Sunday, September 9, 2012

Watch Principle #1: No matter how many you own, you can only wear one at a time.

A lot has happened with regard to my personal watch collection since the last Watches-To-Wear post in July.  I've been reexamining my needs based on the axiom in the title of this post:

No matter how many watches you own, you can only wear one at a time.

There is a very narrow exception to this rule (which some might say proves it) with regard to Presidents and CEOs of watch companies, and even then only while attending an international watch convention or press event.  (Example: President of Omega Watches, Stephen Urquhart, in this 2011 interview with's Ariel Adams.)  So for those of us who aren't tasked with running a major watch brand, one watch is the most we can expect to be able to wear at any given time without looking as odd and out of place as a businessman walking around with multiple cellphones - or worse, a Bluetooth headset in each ear.
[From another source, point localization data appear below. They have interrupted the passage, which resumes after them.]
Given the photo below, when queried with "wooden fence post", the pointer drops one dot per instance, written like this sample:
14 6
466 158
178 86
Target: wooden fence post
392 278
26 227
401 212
When my collection was at its largest, I'd often find myself feeling guilty when selecting my watch for the day at how much money's worth of timekeeping steel I left sitting neglected in my watch box.  The notion of paring down the collection to a single watch - essentially becoming one of those blessed individuals for whom  one watch is all they've needed, or even conceived of needing - has always held a strong attraction to my minimalist, form-and-function-over-frivolity aesthetic.  So I decided to cull through the collection the same way that Immortals cut through one another in the Highlander franchise: repeating the mantra "There can only be one."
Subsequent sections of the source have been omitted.